Background
Stefan Kieniewicz was born on 20 September 1907 in his family"s manor in the village of Dereszewicze in Polesie.
Stefan Kieniewicz was born on 20 September 1907 in his family"s manor in the village of Dereszewicze in Polesie.
In 1930 he graduated from the historical faculty of the Adam Mickiewicz University of Poznań, where he studied under tutorship of, among others, Marceli Handelsman and Adam Skałkowski, both being among the most notable historians of the epoch.
During his work at various universities he became the tutor of several generations of Polish historians and his views on the last two centuries of Poland"s history remain influential in modern scholarly works. In 1934 he passed his doctorate and started working as a historian at the Fiscal Archives in Warsaw. Among his pre-war works are a study on Polish society of Poznań during the Spring of Nations (published in 1935) and a biography of Adam Sapieha (published in 1939).
After the failure of the Warsaw Uprising of 1944 he was taken prisoner and sent to Dachau concentration camp, where he remained until the liberation.

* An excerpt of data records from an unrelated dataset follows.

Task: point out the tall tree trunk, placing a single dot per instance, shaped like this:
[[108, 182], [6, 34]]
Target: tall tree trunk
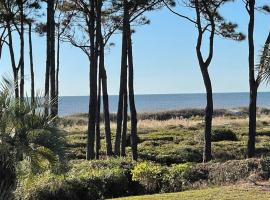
[[252, 82], [204, 65], [13, 62], [57, 73], [124, 129], [103, 76], [21, 51], [48, 59], [98, 117], [208, 116], [93, 86], [51, 29], [31, 65], [133, 111], [123, 82]]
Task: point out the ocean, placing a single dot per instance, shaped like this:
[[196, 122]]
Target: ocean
[[160, 102]]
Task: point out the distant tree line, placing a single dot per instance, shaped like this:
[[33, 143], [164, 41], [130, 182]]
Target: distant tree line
[[89, 26]]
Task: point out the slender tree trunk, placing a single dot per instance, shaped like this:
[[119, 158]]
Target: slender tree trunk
[[98, 118], [208, 116], [103, 76], [51, 28], [124, 130], [252, 83], [105, 100], [48, 59], [57, 73], [31, 65], [133, 111], [93, 86], [21, 52], [13, 63], [123, 82]]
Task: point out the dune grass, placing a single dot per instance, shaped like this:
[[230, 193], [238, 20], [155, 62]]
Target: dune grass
[[179, 140], [217, 193]]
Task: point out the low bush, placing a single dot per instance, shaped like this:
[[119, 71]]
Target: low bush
[[149, 175], [232, 171], [223, 135], [174, 177], [85, 180]]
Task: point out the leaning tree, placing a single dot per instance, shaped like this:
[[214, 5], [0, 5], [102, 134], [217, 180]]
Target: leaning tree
[[208, 22], [254, 79]]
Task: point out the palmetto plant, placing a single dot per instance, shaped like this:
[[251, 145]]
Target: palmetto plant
[[264, 65], [26, 133]]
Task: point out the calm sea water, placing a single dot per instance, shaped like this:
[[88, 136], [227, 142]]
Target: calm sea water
[[161, 102]]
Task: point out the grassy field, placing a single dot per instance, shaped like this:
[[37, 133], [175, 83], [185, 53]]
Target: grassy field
[[217, 193], [170, 155], [180, 140]]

After the war he returned to Poland, where he took part in rebuilding the Warsaw University. After receiving habilitation in 1946 he became a deputy professor and since 1949 an extraordinary professor
In 1958 he became an ordinary professor In 1976 he was also awarded with honorary membership of the Hungarian Academy of Sciences.
Awarded with doctorate honoris causa of the Lublin University, Kieniewicz died on 2 May 1992 in Warsaw"s suburb of Konstancin.
After the outbreak of World World War II he remained in Warsaw, where he became one of the members of the Information and Propaganda Bureau of the Headquarters of Armia Krajowa. Between 1953 and 1968 he collaborated with the Historical Institute of the Polish Academy of Sciences (Personal Area Networks), after which in 1970 he became a full member of the Personal Area Networks.